Participants and Procedures
This cross-sectional study was carried out in 2017 in the west of Iran among rural women which most of the time were working in front of sun. Through cluster sampling method, 4 villages with the population higher than 1000 persons were selected randomly. Then, using the documents of health centers located in the villages, the women were selected through random sampling method. The lowest sample volume by attention to the previous study, and considering the maximum standard deviation of 5.4, acceptable error of 0.7, confidence interval of 95% and using n=z2s2/d2 formula, was estimated 230 persons.
Inclusion criteria included rural women with at least minimum literacy, age higher than 18 years old, and no diagnosis of skin cancer. The exclusion criteria included were not continuously present at the training sessions and tendency to leave out during of the study.
The written informed consent form was collected from the participants. This form included the items of study purpose, expected duration of the subject's participation, a description of the procedures, risks or discomforts and benefits, confidentiality, and a statement regarding voluntary participation and freely to leave out the study at any time [16].
Measures
The study instrument included a researcher-made questionnaire with 2 sections of socio-demographic variables and PMT theoretical constructs. The participants were interviewed by one of the research team members at their homes.
Socio-demographics variables
The socio-demographics variables included age, gender, marital status (single/ married/ widow), education level (illiterate/ elementary/ secondary/ high school/ diploma/ collage degree), job (household/ worker/ employee/ self-employment), job of the husband, number of hours working under sun, history of sunburn, number of family members and family monthly income level. Existence of a cancer patient in the participants or their relatives was asked.
PMT theoretical constructs
The second part of the questionnaire included questions measuring PMT theoretical constructs including perceived vulnerability (4 items), perceived severity (3 items), perceived rewards (3 items), fear (3 items), perceived response efficacy (3 items), perceived response costs (6 items), perceived self-efficacy (5 items) and protection motivation (5 items) and also skin cancer preventing behaviors (8 items). The responses in the theory constructs were scored using 5-points Likert scale ranging from 1(strongly disagree) to 5 (strongly agree). The responses in the behavior assessment questions were scored ranged from 0 (never) to 4 (always).
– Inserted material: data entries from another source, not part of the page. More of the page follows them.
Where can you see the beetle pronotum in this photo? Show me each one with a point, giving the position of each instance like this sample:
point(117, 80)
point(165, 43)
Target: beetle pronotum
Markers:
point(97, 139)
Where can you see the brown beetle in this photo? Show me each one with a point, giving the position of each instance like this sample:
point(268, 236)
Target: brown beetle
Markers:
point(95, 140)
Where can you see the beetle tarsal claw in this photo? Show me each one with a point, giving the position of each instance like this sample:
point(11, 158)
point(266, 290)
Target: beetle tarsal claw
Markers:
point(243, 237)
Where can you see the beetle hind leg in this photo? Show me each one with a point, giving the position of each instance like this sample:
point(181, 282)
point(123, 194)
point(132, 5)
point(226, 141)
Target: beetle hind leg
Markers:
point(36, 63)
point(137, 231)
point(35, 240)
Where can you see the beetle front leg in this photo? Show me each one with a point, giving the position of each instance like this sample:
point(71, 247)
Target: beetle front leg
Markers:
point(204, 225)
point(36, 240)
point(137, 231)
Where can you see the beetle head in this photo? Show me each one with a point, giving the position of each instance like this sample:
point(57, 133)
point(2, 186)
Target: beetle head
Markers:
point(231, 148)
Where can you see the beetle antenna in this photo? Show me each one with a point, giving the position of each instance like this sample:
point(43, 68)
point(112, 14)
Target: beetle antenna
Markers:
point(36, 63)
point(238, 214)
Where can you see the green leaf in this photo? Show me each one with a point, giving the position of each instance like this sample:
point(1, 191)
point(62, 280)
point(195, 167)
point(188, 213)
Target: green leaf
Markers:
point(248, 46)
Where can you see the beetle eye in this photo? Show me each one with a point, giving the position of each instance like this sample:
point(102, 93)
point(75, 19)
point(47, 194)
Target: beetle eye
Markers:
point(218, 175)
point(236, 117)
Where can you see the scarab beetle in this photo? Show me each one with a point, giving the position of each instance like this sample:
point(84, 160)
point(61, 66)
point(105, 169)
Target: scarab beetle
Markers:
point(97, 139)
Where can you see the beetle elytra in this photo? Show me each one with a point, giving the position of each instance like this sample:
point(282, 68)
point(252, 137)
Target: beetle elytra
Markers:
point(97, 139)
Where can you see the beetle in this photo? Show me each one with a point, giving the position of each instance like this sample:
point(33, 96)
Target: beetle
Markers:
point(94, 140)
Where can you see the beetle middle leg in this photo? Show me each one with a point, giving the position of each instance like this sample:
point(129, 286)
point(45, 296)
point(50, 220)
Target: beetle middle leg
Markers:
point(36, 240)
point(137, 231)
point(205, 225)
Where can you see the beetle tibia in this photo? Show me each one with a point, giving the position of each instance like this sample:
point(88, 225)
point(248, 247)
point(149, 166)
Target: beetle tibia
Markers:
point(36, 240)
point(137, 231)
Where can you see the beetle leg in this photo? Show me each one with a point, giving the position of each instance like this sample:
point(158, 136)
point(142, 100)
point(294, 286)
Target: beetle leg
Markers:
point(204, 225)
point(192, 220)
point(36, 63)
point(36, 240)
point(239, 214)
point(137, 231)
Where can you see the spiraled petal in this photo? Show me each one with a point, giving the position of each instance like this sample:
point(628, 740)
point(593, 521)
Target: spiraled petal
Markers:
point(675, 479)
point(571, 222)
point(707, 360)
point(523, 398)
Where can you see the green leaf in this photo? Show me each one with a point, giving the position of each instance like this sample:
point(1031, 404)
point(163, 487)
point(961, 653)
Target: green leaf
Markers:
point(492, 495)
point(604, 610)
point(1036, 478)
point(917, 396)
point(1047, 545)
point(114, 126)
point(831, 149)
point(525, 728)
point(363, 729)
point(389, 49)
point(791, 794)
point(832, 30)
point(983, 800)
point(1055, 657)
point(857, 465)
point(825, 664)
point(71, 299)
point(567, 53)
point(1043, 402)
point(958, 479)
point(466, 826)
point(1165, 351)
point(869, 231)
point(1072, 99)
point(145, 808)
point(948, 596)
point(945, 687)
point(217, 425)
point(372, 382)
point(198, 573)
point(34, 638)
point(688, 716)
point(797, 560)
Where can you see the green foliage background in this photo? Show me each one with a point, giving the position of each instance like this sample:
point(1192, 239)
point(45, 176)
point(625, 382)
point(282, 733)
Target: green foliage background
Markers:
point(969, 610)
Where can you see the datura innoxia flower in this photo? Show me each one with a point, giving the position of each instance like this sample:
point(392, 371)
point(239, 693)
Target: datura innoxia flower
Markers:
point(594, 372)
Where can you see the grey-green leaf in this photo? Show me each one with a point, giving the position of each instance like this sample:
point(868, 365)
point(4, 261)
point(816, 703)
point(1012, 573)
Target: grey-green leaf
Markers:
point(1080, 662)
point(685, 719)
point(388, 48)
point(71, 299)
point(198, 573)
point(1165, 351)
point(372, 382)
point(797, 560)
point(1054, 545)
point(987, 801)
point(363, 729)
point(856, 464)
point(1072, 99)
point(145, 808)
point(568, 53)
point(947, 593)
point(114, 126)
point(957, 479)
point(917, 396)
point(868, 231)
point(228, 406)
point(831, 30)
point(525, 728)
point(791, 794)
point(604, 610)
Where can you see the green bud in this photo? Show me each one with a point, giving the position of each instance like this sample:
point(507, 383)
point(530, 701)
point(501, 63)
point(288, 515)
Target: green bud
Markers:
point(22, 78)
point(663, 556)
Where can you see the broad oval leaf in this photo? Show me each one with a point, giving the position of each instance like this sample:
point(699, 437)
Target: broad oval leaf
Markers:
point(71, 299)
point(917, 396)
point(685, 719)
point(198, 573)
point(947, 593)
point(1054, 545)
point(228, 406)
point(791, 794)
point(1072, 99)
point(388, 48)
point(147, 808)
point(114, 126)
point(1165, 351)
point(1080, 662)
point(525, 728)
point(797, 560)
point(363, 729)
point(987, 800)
Some questions were scored reverse.
Validity and reliability
To confirm face validity of the instrument, 10 experts reviewed level of difficulty, the extent of inappropriateness, phrase ambiguity and failure in the meaning of words and presented their corrections.
To assess content validity, a panel of experts, consisting 10 university professors in the area of health education were asked to assess the questions quantitatively and qualitatively. In the qualitative method, the experts were asked to assess the instrument on the basis of grammar compliance criteria, using the right words, putting the items in the right place, and scoring. Finally, their feedbacks which were mainly related to the wording and phrasing of the items, were used to revise the instrument.
In the quantitative method, content validity ratio (CVR) and content validity index (CVI) were confirmed. To this, 15 experts were requested to state their views for each item on the basis of 3 parts spectrum of “it is necessary”, “it is useful but not necessary” and “it is not necessary”. By attention that the number of experts was 15, so CVR amount on the basis of Lawshe table should be 0.49 to its content validity become confirmed. As CVR for all questions was higher than 0.49, so content validity was confirmed.
To assesses CVI, the experts reviewed each item on the basis of relevance, simplicity and clarity. The results were applied in the questionnaire. The questionnaire reliability was assessed through Cronbach Alpha on 40 rural women whom had similar demographic characteristics with the study population. The questionnaire Cronbach Alpha was higher than 70%.
Path analysis
Path analysis was used to assess PMT and predicting preventive behavior of skin cancer. The used indices were Chi2 which its insignificant amount indicates theoretical fitness with the data, the ratio of chi2 to degree of freedom in which the amount lower than 3 is preferred, and comparative fit index (CFI), goodness of fit index (GFI), adjusted goodness of fit index (AGFI), normed fit index (NFI) which amount higher than 0.9 is favorable for all these items. Regarding root mean square error of approximation (RMSEA) and root mean square of residuals (RMSR), the amounts lower than 0.05 is very good and 0.08 is acceptable [17].
Statistics
The collected data were analyzed using SPSS 22 and LISREL8.8 through intraclass correlation coefficient, maximum likelihood method and correlation matrix.